Final answer:
The weight of the car is calculated by rearranging the centripetal force equation and substituting the given values. The car's weight is found to be 15003 N.
Step-by-step explanation:
Calculating the Car's Weight from Centripetal Force
To find the weight of the car, we use the relationship between centripetal force, mass (m), velocity (v), and radius (r) of the circle along which the car is traveling. The equation for centripetal force is Fc = mv2/r, where Fc is the centripetal force, m is the mass, v is the velocity, and r is the radius of the circular path. Given that the centripetal force (Fc) is 6120 N, the velocity (v) is 20 m/s, and the radius (r) of the circle is 100 m, we can rearrange the formula to solve for the mass (m): m = Fc × r / v2.

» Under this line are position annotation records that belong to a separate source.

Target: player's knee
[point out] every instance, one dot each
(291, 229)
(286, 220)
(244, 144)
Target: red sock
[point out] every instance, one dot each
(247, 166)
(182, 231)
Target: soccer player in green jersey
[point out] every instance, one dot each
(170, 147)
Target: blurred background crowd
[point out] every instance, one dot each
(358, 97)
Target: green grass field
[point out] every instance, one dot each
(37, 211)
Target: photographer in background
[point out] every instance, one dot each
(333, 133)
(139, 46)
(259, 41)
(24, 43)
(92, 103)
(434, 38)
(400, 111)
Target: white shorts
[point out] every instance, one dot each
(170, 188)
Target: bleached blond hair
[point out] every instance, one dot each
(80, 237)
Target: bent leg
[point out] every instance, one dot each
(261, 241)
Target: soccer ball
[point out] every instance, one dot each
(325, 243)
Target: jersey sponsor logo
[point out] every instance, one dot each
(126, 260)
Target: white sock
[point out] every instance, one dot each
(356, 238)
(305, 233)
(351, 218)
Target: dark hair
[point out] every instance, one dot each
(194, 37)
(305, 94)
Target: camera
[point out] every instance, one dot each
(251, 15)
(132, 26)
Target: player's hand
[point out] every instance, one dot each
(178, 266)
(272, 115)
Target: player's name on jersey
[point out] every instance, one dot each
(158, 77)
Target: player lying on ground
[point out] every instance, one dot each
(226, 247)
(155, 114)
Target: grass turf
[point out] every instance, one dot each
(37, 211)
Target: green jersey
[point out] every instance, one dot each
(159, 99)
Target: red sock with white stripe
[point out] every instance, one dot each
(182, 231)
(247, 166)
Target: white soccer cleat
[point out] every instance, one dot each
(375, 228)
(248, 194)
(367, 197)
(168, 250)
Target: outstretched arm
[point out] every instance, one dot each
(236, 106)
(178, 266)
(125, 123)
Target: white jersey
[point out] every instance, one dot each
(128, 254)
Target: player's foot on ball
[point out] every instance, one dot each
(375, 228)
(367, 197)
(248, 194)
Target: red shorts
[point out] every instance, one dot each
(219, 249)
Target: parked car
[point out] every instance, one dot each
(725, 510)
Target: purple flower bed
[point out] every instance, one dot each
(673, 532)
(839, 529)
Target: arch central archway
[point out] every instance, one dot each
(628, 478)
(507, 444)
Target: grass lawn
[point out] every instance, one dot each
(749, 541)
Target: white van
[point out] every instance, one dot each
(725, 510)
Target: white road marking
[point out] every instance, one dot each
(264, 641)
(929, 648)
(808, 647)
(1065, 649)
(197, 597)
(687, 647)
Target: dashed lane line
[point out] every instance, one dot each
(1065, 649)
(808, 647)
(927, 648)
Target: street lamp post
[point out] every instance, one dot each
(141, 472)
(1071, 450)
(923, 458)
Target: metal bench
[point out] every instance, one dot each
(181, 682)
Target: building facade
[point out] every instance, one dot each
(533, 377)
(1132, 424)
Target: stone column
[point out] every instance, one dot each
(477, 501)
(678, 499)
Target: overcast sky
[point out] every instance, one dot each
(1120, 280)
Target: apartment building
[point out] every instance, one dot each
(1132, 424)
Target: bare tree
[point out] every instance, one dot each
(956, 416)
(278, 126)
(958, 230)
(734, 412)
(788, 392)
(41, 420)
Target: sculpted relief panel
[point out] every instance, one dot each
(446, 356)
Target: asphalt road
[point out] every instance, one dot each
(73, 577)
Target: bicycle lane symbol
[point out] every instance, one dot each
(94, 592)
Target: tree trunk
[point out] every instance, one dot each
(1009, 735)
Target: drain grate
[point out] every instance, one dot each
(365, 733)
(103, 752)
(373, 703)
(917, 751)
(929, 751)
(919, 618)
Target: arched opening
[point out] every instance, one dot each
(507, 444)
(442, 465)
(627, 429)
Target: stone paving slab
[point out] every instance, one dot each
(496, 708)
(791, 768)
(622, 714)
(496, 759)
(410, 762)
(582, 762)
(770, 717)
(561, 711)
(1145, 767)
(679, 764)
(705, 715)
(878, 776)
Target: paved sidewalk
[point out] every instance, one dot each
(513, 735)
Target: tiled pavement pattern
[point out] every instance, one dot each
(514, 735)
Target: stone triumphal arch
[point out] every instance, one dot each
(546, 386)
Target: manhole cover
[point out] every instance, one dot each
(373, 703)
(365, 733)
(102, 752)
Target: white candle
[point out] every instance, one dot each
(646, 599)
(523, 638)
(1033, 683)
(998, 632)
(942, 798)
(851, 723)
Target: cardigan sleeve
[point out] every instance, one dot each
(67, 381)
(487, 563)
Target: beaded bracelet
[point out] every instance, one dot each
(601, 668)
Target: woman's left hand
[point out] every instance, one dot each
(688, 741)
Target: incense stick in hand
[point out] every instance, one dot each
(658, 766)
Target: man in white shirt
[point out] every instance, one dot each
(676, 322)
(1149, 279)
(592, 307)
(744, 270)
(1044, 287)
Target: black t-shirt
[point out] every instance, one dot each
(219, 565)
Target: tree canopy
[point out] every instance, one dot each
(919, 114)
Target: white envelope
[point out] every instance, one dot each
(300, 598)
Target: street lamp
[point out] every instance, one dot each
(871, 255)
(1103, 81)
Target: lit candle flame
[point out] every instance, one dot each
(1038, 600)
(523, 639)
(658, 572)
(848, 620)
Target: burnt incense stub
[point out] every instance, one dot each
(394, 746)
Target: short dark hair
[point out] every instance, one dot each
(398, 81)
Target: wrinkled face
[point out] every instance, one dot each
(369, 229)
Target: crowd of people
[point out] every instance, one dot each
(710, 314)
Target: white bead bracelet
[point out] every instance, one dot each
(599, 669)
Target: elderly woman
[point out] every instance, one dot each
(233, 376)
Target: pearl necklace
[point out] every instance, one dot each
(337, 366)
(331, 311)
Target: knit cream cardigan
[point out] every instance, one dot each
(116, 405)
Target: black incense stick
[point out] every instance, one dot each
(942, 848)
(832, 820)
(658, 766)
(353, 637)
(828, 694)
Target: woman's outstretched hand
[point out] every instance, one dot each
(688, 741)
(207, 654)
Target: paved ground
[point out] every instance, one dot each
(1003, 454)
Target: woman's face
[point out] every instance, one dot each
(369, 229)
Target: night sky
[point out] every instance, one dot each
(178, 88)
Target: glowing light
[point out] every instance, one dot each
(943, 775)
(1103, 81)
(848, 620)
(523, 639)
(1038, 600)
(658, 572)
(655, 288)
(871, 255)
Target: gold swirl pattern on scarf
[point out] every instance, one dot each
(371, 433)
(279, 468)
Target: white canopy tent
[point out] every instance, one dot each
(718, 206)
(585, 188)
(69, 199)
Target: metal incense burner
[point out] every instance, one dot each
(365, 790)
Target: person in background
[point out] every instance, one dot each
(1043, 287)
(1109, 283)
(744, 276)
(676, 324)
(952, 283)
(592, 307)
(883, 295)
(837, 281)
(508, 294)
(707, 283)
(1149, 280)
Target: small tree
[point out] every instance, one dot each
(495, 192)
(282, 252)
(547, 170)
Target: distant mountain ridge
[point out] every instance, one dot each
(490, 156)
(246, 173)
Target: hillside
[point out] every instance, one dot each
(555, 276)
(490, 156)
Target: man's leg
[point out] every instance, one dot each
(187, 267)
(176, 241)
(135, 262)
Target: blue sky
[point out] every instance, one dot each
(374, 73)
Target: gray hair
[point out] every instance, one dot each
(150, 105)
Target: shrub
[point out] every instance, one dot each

Now, substituting the given values into the equation, we obtain: m = 6120 N × 100 m / (20 m/s)2 = 6120 N × 100 m / 400 m2/s2 = 6120 N × 0.25 s2/m = 1530 kg. The weight of the car is the mass multiplied by the acceleration due to gravity (g = 9.81 m/s2), giving us w = mg. Therefore, the weight of the car is 1530 kg × 9.81 m/s2 = 15003 N.
The normal force (N) on a level road is equivalent to the weight of the car since it opposes the gravitational force, indicating that the car's weight is 15003 N.